Photo: Jacob Kaye/QNS

Several years ago while he was still on Capitol Hill, Steve Israel got a call from Nancy Pelosi, the speaker of U.S. House of Representatives, as he was in the middle of writing a passage for his new novel. He decided to let the call go to voicemail and continued to write.

Israel hasn’t looked back since.

“I would just write constantly,” said Israel, who represented parts of Long Island and Queens during his 16-year stint in office. “It became my therapy.”

Israel left the U.S. House of Representatives in 2017 because of growing frustrations over fundraising, missing time with his family and Congress’ seeming inability to pass legislation related to common-sense gun reform. He also just wanted to write.

The result is “Big Guns,” a satirical novel about a gun manufacturer that lobbies a congressman to pass a new law, one that would require every American to own a gun.

With the novel, and another one in the works, Israel hopes to use literature to expose the more absurd aspects of his former job, all of which he now speaks candidly and honestly about.

“The best way I can explain things to people is through humor or through satire,” Israel told a group at Commonpoint Queens in Forest Hills on June 17.  “Now I’m free. I’m liberated. I can tell the truth.”

The novel, Israel says, was written as an answer to why Congress doesn’t pass common-sense gun legislation, even the wake of a mass shooting.

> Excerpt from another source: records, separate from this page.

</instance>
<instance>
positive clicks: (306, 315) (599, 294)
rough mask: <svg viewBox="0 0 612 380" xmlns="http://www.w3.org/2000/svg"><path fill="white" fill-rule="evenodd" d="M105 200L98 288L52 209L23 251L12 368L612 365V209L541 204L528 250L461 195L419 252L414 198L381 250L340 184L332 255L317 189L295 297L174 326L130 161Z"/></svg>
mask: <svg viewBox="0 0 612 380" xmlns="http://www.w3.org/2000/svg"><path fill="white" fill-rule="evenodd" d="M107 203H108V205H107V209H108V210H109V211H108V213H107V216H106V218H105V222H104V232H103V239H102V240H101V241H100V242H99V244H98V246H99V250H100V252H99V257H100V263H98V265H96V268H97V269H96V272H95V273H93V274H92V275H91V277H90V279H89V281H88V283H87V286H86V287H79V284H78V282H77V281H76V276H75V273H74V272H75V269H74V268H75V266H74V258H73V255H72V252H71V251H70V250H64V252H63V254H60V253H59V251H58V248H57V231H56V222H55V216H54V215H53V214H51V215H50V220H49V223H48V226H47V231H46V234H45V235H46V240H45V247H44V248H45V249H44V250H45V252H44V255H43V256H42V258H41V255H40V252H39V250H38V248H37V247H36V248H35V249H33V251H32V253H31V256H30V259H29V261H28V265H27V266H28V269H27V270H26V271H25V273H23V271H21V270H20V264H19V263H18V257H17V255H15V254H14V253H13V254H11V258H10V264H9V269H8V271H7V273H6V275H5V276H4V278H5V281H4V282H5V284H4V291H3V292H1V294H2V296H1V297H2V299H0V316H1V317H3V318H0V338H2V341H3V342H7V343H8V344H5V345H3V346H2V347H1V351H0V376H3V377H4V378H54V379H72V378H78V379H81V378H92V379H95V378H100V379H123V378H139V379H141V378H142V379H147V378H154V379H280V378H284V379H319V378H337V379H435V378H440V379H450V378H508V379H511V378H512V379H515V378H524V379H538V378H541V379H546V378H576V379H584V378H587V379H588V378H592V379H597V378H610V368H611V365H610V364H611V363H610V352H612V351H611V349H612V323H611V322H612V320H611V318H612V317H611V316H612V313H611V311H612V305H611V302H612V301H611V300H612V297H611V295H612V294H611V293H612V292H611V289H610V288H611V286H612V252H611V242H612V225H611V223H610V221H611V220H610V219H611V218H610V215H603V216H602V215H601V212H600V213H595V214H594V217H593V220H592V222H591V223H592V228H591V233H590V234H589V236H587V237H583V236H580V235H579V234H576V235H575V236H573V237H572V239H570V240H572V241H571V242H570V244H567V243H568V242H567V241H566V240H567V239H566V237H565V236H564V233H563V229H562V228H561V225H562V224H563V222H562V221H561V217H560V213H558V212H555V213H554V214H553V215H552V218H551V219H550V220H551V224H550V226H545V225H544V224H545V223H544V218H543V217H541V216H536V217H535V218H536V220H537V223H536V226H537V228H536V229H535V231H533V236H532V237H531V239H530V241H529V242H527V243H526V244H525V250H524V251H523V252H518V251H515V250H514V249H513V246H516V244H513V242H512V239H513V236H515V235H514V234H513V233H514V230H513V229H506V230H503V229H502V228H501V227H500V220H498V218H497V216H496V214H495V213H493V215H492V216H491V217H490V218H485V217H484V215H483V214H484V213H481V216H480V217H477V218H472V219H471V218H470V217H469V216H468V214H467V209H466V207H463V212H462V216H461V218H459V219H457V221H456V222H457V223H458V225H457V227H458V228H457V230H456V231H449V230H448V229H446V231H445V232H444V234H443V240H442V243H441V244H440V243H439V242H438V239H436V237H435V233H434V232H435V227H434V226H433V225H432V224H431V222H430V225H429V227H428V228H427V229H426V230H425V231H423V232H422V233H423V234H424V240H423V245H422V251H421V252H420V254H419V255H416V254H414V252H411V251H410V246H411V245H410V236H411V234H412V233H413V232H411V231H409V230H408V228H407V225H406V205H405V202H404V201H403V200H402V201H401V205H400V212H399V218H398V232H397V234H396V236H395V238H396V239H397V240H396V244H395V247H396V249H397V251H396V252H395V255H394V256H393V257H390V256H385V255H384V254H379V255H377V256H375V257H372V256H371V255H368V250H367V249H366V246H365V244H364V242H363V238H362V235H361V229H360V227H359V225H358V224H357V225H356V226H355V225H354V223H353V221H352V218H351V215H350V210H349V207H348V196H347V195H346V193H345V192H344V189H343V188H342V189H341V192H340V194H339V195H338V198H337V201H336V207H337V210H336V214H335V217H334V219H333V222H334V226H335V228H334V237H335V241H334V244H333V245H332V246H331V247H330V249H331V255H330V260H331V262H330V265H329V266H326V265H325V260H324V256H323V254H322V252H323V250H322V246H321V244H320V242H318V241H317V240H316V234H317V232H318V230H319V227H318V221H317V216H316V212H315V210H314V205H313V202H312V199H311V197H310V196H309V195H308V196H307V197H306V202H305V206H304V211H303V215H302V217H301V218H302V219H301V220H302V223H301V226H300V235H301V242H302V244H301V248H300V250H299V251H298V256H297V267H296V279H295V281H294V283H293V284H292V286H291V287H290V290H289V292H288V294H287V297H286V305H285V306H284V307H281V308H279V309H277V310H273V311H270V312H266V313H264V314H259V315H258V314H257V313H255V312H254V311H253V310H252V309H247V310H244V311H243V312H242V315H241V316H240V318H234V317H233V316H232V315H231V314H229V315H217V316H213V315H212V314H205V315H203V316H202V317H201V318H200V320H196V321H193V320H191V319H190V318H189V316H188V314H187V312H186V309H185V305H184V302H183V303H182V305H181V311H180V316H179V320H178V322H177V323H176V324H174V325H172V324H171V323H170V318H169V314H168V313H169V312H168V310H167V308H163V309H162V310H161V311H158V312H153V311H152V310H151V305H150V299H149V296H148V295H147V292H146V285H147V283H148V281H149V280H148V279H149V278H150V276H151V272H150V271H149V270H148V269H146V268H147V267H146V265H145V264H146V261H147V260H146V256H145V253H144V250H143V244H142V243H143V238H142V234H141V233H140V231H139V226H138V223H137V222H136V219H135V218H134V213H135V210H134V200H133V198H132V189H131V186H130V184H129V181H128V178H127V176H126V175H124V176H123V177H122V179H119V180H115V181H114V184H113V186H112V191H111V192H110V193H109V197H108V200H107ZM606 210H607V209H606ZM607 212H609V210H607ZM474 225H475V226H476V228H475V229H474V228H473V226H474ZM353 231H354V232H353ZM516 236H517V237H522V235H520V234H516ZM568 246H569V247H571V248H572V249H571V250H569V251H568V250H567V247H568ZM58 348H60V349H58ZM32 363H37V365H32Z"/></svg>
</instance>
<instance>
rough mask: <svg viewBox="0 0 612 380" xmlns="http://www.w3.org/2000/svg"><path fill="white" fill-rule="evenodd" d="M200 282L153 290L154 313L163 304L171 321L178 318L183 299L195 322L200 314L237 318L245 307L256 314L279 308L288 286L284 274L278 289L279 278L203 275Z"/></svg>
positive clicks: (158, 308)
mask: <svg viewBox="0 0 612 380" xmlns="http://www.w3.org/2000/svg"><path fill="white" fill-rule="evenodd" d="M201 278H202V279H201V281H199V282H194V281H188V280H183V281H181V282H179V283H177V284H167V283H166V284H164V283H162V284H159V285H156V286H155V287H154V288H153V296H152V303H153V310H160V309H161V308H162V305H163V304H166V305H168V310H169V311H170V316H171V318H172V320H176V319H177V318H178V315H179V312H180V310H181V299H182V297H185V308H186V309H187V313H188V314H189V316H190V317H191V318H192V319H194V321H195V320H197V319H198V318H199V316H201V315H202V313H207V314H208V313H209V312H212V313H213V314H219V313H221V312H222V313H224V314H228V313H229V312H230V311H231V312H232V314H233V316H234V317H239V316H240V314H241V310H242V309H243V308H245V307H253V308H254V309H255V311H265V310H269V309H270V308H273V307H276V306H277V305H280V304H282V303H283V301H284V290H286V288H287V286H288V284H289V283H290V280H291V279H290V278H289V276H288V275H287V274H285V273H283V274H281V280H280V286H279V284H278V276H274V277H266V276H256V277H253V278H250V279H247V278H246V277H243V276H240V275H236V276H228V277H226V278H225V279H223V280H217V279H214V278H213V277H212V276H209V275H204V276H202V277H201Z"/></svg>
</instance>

“While I was in Congress there were 52 mass shootings in America,” Israel said. “After every one of those shootings, I, and virtually every single one of my colleagues, was asked, ‘When are you going to do something about this?'”

Israel tried, however, to do something about it. In 2009, he co-sponsored the “No Fly, No Buy Act,” which would have prohibited suspected terrorists on the No Fly list from buying a gun.

“Slam dunk,” Israel said. “Who could be against that?”

And yet, the bill didn’t pass. After introducing the bill, Israel said a Republican colleague told him that despite support for the bill, it would have upset the Republican’s constituency and someone would have run against him in the next primary race if he were to vote for it.

Israel says that this is part of the absurdity of being a member of Congress. The thought of losing one’s seat became a driver of nearly every action.

“The cost of survival has become way too high,” said Israel.

But there is a bright side, according to Israel, at least in his book. A slight spoiler alert – it ends on a good note.

“There’s hope that we can change things,” said Israel.